Fontenelle par Hélène Carrère d’Encausse

quand le Régent demandait une enquête sous l’égide de l’Académie des sciences
Bernard LE BOUYER de FONTENELLE
Avec Bernard LE BOUYER de FONTENELLE de l’Académie française,
Membre de l'Académie des inscriptions et belles-lettres, Membre de l'Académie des sciences

Entre 1716 et 1718, Le Régent fait mener sous l’égide de l’Académie des sciences, une vaste enquête dans le royaume. A l’occasion de la publication de cette enquête, une journée d’études inter-académique a été organisée à l’Institut, le 10 décembre 2008. Hélène Carrère d’Encausse, Secrétaire perpétuel de l’Académie française, a rappelé le rôle de Fontenelle (1657-1757), de l’Académie française, dans l’évolution des esprits durant le XVIIIème siècle.

Le Régent, Philippe d'Orléans, gouverna pendant la minorité de Louis XV, soit de 1715 à 1723. L'Enquête qu'il demanda avait pour objectif d'évaluer de manière quantitative et qualitative, les ressources naturelles du pays, en vue de restaurer l'économie de la France. La modernité était désormais en marche.

Bernard Le Bouyer de Fontenelle était, à cette date, directeur de l'Académie royale des sciences.

Hélène Carrère d'Encausse a rappelé le rôle qu'a joué Fontenelle dans le domaine littéraire, et dans le développement de la langue et de la pensée : il est tout simplement considérable.
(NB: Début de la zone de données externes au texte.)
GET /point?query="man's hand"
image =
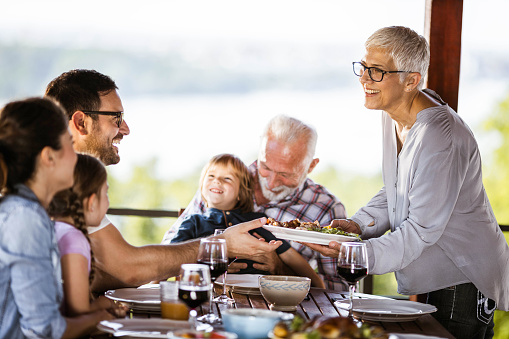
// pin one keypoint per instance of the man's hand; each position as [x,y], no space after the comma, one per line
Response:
[346,225]
[243,245]
[328,251]
[235,267]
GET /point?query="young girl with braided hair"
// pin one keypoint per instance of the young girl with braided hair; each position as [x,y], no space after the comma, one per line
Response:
[73,209]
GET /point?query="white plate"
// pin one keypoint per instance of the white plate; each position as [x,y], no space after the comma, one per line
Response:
[390,310]
[307,236]
[142,328]
[143,299]
[241,283]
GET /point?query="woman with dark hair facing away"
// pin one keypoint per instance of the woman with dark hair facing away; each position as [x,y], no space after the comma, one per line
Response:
[227,188]
[36,161]
[73,210]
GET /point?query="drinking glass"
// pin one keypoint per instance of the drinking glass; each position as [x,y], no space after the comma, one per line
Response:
[171,306]
[352,266]
[212,252]
[223,298]
[194,288]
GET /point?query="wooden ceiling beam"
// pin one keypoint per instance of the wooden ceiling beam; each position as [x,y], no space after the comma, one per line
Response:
[443,30]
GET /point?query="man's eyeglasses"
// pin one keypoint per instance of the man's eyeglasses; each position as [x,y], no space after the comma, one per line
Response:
[376,74]
[118,115]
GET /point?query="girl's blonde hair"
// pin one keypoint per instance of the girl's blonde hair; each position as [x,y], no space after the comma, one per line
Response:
[89,177]
[245,202]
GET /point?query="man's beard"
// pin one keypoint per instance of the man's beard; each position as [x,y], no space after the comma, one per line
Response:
[102,149]
[282,191]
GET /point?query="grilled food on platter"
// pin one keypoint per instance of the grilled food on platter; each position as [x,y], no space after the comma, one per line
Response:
[326,328]
[309,226]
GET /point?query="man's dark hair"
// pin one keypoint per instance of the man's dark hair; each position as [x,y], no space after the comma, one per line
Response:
[80,89]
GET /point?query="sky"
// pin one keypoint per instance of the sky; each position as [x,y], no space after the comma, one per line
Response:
[349,135]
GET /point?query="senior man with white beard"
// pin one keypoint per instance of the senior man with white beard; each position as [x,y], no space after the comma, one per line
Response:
[283,191]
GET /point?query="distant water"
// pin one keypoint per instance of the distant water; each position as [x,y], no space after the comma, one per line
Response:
[183,132]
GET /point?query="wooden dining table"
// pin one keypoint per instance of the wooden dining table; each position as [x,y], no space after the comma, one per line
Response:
[319,302]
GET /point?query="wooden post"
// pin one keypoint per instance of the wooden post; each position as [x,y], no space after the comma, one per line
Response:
[443,30]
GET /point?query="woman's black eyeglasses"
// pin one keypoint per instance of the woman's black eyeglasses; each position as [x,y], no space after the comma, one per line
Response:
[118,115]
[376,74]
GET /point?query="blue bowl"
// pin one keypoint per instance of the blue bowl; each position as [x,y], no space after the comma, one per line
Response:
[250,323]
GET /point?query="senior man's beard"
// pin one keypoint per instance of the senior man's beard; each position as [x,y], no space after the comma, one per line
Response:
[280,192]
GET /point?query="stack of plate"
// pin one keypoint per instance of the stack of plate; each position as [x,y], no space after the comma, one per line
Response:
[146,299]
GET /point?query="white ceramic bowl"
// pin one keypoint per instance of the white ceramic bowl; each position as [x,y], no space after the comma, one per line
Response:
[282,292]
[250,323]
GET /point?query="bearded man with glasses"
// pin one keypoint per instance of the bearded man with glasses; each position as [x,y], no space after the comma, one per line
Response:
[96,122]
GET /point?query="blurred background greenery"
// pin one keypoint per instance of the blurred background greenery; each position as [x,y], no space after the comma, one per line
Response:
[143,190]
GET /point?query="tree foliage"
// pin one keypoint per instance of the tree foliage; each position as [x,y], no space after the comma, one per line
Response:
[496,181]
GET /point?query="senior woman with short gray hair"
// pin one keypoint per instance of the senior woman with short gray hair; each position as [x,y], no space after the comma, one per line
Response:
[444,241]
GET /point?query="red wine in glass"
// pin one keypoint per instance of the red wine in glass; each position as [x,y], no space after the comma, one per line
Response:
[217,267]
[194,297]
[213,253]
[352,273]
[194,288]
[352,266]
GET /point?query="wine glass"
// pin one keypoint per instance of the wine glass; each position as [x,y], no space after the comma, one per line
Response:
[212,252]
[223,298]
[194,288]
[352,266]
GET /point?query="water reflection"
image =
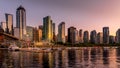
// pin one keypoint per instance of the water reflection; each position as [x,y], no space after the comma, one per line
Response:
[90,57]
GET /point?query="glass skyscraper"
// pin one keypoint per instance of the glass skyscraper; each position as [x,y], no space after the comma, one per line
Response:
[9,23]
[21,21]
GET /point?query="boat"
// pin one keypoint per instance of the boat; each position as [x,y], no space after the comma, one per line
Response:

Fontenelle était tout à la fois dramaturge, philosophe, poète et librettiste d'opéra. L'œuvre qu'il a léguée et qu'il a placée toute entière sous la qualification de géomètre, est monumentale. Cependant, l'auteur fécond qu'il était, n'a été élu à l'Académie française qu'à sa cinquième tentative, en 1691. Tout comme Victor Hugo, qui lui aussi, a du forcer les portes de l'Académie et attendre sa cinquième tentative, pour y être élu. D'ailleurs, tout deux ont fait basculer l’institution d'une tradition à une autre tradition qu'elle se refusait à accepter.
Fontenelle était le moderne élu, celui qui a fait entrer la modernité à l'Académie, comme Victor Hugo sera l'instigateur de la transition du classicisme vers le romantisme.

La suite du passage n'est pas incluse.